Long identified as the Left-leaner’s garb, khadi’s elevation to haute couture can be attributed to multiple factors. Chief among them is the growing number of designers who have made the fabric their muse. Award-winning designer Aneeth Arora attributes khadi’s success to the efforts of “thousands of weavers through the decades after Independence”. But designers, too, have done their bit by repurposing khadi while retaining its rustic authenticity. Their passion shines through in this story by Benu Joshi Routh and Jasodhara Banerjee.
A similar regard for tradition is visible in the hand-made books brought out by the niche Chennai-based publishing house, Tara Books. The stories are narrated and illustrated by India’s leading tribal artists from Bengal, Rajasthan and Madhya Pradesh. Each delicately crafted image is worth a thousand words: Only a Gond artist would portray the Big Ben as a rooster that wakes up London every morning. With collaborators from around the world, the books have a contemporary aesthetic while staying faithful to the art, writes Angad Singh Thakur.

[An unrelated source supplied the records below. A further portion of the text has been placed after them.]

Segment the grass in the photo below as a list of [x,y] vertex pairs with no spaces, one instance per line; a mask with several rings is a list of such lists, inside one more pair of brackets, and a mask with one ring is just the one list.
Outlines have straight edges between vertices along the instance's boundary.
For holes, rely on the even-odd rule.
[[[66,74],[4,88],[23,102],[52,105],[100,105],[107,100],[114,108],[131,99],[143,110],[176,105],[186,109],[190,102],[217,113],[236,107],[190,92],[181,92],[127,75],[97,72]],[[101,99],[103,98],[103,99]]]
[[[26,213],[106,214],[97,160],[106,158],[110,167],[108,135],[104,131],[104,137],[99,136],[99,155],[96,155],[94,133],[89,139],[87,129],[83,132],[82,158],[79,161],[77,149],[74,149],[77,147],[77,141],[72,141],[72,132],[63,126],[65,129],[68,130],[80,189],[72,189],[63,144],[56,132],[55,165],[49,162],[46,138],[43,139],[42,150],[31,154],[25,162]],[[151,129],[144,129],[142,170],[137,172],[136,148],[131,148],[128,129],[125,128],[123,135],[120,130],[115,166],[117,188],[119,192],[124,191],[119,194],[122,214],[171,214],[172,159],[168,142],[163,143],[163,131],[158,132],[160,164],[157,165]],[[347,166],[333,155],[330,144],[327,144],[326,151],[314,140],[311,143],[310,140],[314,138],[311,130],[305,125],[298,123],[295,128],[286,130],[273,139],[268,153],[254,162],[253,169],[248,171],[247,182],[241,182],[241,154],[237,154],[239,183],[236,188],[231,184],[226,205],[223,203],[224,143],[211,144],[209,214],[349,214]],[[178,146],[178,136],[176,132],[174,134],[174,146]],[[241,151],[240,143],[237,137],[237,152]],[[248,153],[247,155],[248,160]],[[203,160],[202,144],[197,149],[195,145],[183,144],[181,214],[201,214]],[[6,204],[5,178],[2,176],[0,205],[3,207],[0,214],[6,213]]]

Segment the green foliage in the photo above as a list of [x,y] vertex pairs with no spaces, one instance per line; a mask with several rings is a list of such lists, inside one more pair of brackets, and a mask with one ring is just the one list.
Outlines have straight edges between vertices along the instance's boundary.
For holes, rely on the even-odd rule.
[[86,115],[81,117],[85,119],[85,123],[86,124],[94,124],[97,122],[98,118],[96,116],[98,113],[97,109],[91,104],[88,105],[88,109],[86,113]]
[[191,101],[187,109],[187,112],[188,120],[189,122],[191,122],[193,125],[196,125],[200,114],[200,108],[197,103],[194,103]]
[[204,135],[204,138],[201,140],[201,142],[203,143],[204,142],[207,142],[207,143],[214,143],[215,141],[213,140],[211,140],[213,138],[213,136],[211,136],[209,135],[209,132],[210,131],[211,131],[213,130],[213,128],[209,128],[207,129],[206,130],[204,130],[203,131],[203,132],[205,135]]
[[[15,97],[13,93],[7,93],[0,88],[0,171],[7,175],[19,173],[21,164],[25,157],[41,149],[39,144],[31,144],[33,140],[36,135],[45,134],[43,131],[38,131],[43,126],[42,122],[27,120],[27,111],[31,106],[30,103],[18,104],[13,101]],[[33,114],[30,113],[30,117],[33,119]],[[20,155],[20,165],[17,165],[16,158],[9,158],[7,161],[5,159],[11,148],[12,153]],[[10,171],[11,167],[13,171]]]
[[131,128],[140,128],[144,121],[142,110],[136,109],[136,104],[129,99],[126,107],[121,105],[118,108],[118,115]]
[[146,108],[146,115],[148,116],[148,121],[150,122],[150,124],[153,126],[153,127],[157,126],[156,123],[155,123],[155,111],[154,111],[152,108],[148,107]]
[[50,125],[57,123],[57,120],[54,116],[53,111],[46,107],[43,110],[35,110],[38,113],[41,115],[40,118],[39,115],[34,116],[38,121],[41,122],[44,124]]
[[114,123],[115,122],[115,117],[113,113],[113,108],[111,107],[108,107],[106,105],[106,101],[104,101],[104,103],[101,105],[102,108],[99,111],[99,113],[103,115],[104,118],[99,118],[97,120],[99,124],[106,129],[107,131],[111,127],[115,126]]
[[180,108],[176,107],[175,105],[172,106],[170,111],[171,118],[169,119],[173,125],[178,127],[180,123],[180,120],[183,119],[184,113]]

Being niche is not one of Karan Johar’s problems. Battling the impression of being a mass producer of one-dimensional entertainment is. “People say I make only ‘NRI’ or ‘family’ films,” the director told Karishma Upadhyay. Johar insists this isn’t true. But, I say, so what if it is? Before the K-Jo brand of family dramas, we had only Sooraj Barjatya to lean on. While there is an audience for that, the Manish Malhotra-clad Indian bahu is so much more appealing. Besides, Karan Johar is not just Bollywood—he defines Indian pop culture, or at least a large part of it. (Think about it: He even brought lycra into fashion.)
Legacy matters to him. And when he says that “maybe years later, students of Indian cinema will look at my work and think that there was a beating heart in many of my scenes”, you know this isn’t showmanship. The vulnerability is real.
It takes a strong heart to embrace individualism—both your own and that of others. These stories manifest that spirit.
Indian culture will be alright. Either at home or away.